In recent years, the emergence of fintech companies in major financial hubs has been an encouraging trend. However, the need for financial inclusion is much greater in underserved regions, particularly in developing countries in Asia, Latin America, and Africa. To help unbanked individuals in these nations become participants in the global economy, technical solutions are required. Unfortunately, there is a considerable gap between the markets that need fintech the most and the entrepreneurs producing it. However, one possible solution could be to outsource software development to other countries. This could be a beneficial way of bridging the gap and helping to ensure that everyone has access to financial services.
Because the headquarters of numerous outsourcing companies are based in developing countries, the programmers that are employed by these firms have an in-depth knowledge and understanding of the issues that these regions face. Not only do they possess the technical skills to aid a business, but they may also bring their own creations to the table that can help to improve customer service. Outsourced developers can offer more than just economic assistance when it comes to financial technology; they can become a vital part of your team.
Perspectives on the Development of Financial Technology Around the World
The financial technology sector has seen an explosive rate of growth over the last few years, with Asian and Latin American markets experiencing unprecedented levels of success despite a decrease in venture capital funding in the United States and Europe. The United States remains the world leader in fintech, with some of the most influential and successful companies such as Stripe, PayPal, and Square hailing from the country. The novel concepts these businesses have brought to the market have been widely copied and implemented in other countries, demonstrating the US’ strong position in the global financial industry. It is likely that the US will continue to set the benchmark in fintech for the foreseeable future.

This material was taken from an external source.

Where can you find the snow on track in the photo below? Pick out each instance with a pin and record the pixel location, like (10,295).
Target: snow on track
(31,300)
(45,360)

As technology continues to evolve, fintech companies around the world are adapting to better meet the needs of their customers. Banks may decide to compete or collaborate with these firms in order to stay relevant and increase innovation. Despite this, there will always be a need for experienced programmers. We expect that as fintechs become more technically advanced, they will increasingly outsource their projects to find the right personnel to solve the most pressing problems in the financial sector.